Força da terra
por Ligia Pinheiro Barbosa
29 de junho de 2020
Impossível estar nesse lugar e não voltar no tempo. Aqui nesta fazenda morei alguns anos da minha infância e depois de nos mudarmos para a cidade, a apenas dois quilômetros de distância, continuamos a vir sempre aqui. A quarentena me trouxe de volta de forma mais forte, porque durante muitos anos aqui foi mais a área de lazer da família, ou de temporada de férias. Agora estou mais aqui do que lá na cidade.
E me vejo com cinco anos de idade, deitada na varanda e olhando o céu. Meu pai nos mostrava as estrelas “três Marias” e o Cruzeiro do Sul. Este último não sei bem onde fica, até hoje. Até chegar essa hora da aula de céu, meu irmão e eu corríamos pelo jardim caçando vagalumes e colocando em um vidro os que conseguíamos pegar.
Interessante que passei anos sem ver vagalumes, mas quando fui morar em Washington, já casada e com minha família, esta diversão era uma das prediletas de meu filho. Ele também colocava os coitados que tinham sido abatidos em um vidro, que como os meus, morriam logo, sem ar!

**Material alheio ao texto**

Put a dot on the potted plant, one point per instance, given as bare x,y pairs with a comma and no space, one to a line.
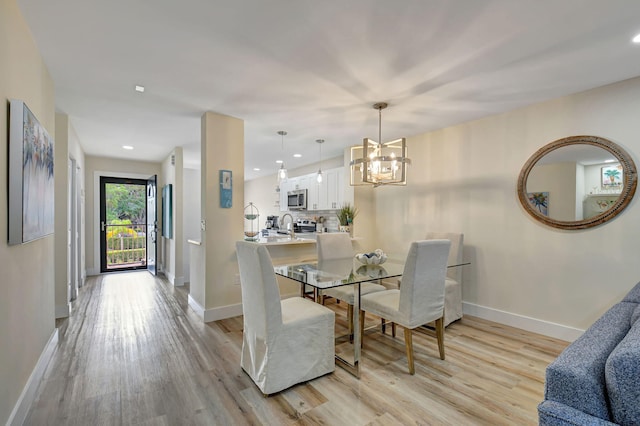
346,214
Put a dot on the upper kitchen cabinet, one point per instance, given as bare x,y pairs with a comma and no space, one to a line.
285,186
332,193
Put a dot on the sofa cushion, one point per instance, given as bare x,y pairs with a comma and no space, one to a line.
634,295
622,374
636,315
576,378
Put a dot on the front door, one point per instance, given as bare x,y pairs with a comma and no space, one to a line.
152,224
123,224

Há umas duas semanas foi outro “deja vu”, porque minha sobrinha quis reviver o tempo que minha mãe fazia muitas, muitas pamonhas. E conseguiu, porque seguiu o processo tradicional e terminamos todas em volta de uma enorme gamela de massa para colocar na palha e cozinhar. Quem conhece sabe a delícia que é esse quitute feito de milho verde, açúcar, manteiga e uma “talha” de queijo dentro. Depois de cozido, ainda quente...queijo derretido. Uma iguaria.

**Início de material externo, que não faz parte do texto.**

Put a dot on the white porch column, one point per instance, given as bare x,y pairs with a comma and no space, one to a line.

Os doces de goiaba, marmelo e leite são feitos, ainda hoje, em um enorme tacho de cobre. Existe uma fornalha específica para ele, que é enorme.
Aqui também fazíamos linguiça, almôndegas e outras comidas gostosas. Verduras e legumes da horta. Ovos direto do galinheiro.
É muito bom saber o processo de fabricação das coisas, saber que as melancias crescem no chão, as abóboras também, qual é a época de cada fruta crescer. Eu tenho certeza que o fato de saber como as comidas são produzidas me fez dar o devido valor às refeições. Quando vejo um prato de arroz ou tomo uma xícara de café, sei que não vieram do supermercado, mas foi preciso trabalho de muitas pessoas para que chegassem à minha boca. E aprecio muito. Sempre que possível passo adiante esse conhecimento que pode parecer sem importância, mas não é. É um privilégio cada dia de menos gente, já que a migração para as cidades aumenta ano a ano.
Não fossem suficientes todas estas recordações, hoje é um dia especial, Dia de São Pedro. Meu bisavô era Pedro, meu pai era Pedro, meu filho é Pedro e tenho um sobrinho Pedro.
Sempre comemoramos esse dia rezando o terço em homenagem ao Santo e levantando o mastro com a foto dele na bandeira, toda enfeitada de flores e fitas de papel crepom. Ali ficava por mais de um mês. Em alguns anos a fogueira era bem grande, dançamos a quadrilha, o terço era mais elaborado, em outros anos era mais simples. Mas sempre com devoção, e regado a chá de cravo, quentão, acompanhado de biscoito de goma, canjica, pé de moleque, pastel e outras iguarias típicas da época.
Por causa da pandemia que assola o mundo e nos impõe isolamento e distanciamento social, este ano será diferente: vamos rezar, mas não vamos festar como de costume. E a reza terá que ser mais forte para pedir que a força de São Pedro ajude o mundo a encontrar os caminhos para sair desse problema, e nos proteja contra o vírus.
Minha mãe e meu pai sempre cuidaram muito bem desse nosso torrão. Meus filhos também adoram e valorizam muito esse lugar, onde passaram a infância e cresciam um ano em um mês nas férias escolares que aqui desfrutaram. Espero que as lembranças que me invadem agora se perpetuem em meus filhos e sobrinhos. E que a força dessa terra continue a prover tudo que é bom para o ser humano, em termos materiais e espirituais.